Original link: https://www.msra.cn/zh-cn/news/features/osdi-2022
Editor’s note: OSDI (Operating Systems Design and Implementation) is one of the top academic conferences in the field of computer systems, bringing together the forward-looking thinking of computer scientists around the world. The 16th OSDI will be held from July 11th to 13th, 2022. A total of 253 papers were submitted for this conference, 49 papers were accepted, and the acceptance rate was 19.4%. In this article, we will share 3 papers of Microsoft Research Asia included in OSDI 2022, hoping to help you understand the cutting-edge trends in the field of computer systems.

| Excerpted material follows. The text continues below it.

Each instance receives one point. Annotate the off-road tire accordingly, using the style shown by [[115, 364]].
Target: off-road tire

Interested readers are welcome to read the original paper.
Roller: Fast and Efficient Deep Learning Operator Compiler
Paper link: https://ift.tt/L8goKdZ
Code address: https://ift.tt/8uvX54q
As the size of the model continues to grow, so does the demand for computing power in deep learning. Currently, deep learning hardware accelerators (such as GPU, TPU, etc.) mainly rely on operator acceleration libraries to support deep learning applications. However, with the emergence of new models and new hardware types, the industry has higher requirements for developing new operators quickly and efficiently. Tensor Compiler, as a new approach, provides the ability to automatically compile operators into corresponding accelerator kernel codes.

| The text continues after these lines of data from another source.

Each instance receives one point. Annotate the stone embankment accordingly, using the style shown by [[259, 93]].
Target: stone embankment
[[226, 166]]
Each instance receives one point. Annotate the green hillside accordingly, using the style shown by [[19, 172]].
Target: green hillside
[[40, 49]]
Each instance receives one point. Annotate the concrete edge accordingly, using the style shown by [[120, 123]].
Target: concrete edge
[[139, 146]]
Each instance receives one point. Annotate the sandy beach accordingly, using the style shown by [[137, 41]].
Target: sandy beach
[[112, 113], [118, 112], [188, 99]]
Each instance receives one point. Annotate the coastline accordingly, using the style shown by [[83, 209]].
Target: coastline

Currently, operators of deep learning models are usually implemented as multiple loop nested computations. In order to further improve the performance of this kind of operator program, researchers usually need to adjust the realized multi-loop calculation such as loop unrolling, merging, blocking, cache usage, and changing the degree of parallelism. This is essentially a combinatorial optimization problem, and the search space is huge, so mainstream operator compilers often have to use machine learning methods to find a better program implementation in this huge search space. This kind of search process often requires thousands or even tens of thousands of steps of exploration, so it often takes hours or even days to compile a model. This kind of problem is especially serious on new hardware and computationally intensive operators. Therefore, the current mainstream machine learning-based operator program optimization methods greatly affect the deployment efficiency of deep learning in practical scenarios. This situation is expected to worsen with the rapid growth in the size of deep learning models in recent years.
After compiling, optimizing and analyzing the performance of a large number of operators used in deep learning computing, Microsoft Research Asia, together with the University of Toronto and many other universities, found an interesting phenomenon: although there are thousands of optimization options for each operator However, the configuration of the program that can achieve the maximum performance is often matched with the hardware parameters, so that the hardware resources can be more fully utilized. Based on such observations, the researchers proposed a new operator compiler, Roller. In order to better match the hardware parameters, Roller modeled the calculation process of the operator as a “data processing pipeline” based on data blocks (tile), that is, data blocks of different sizes are moved from the multi-level memory structure to the computing core for processing and then processed one by one. level write back. In order to maximize the throughput of the entire pipeline, Roller requires that the settings of the data blocks in each stage must fully match the hardware parameter settings, such as the access width of the memory, the parallelism of the computing core, and so on. Such constraints not only ensure that the computing program can fully utilize the maximum performance of the hardware at each stage of the entire pipeline, but also simplifies the performance modeling of the operator program and greatly reduces the search space, thereby avoiding the need for practical applications. Numerous trials and performance measurements are time-consuming on hardware accelerators. Therefore, such a “white box” kernel program construction method can substantially reduce the operator compilation time.
Figure 1: Architecture of the Roller Compiler
More importantly, the entire design of Roller is built on a common set of hardware abstractions, which can be well adapted to a variety of mainstream accelerator devices. Through experimental evaluations on NVIDIA GPUs, AMD GPUs, and Graphcore IPUs, researchers found that Roller’s compilation method can generate Similar performance, or even better kernel code. For example, after researchers compiled more than 100 operators commonly used in different types of models, 59.7% and 73.1% of the kernel codes generated by Roller were better than the operator libraries of NVIDIA and AMD, respectively. 54.6% and 58.8% of the codes outperform TVM or Ansor to generate programs on both GPUs. It is worth noting that the compilation time of Roller’s operators has also been reduced from the hour level to the second level, and the compilation time has been reduced by three orders of magnitude!
Researchers believe that systems like Roller can provide hardware accelerators with more efficient and fast software ecosystem support. For new hardware manufacturers lacking mature operator libraries, Roller also provides an opportunity to quickly generate operator libraries, thereby gaining an opportunity to catch up with leading hardware manufacturers at a faster rate. Roller’s “white-box” compilation approach also opens up new opportunities for rapid optimization and deployment of deep learning models for specific hardware. Microsoft Research Asia is further improving the deep learning model compilation stack based on Roller, and conducting more research on model optimization, scene deployment and new hardware support.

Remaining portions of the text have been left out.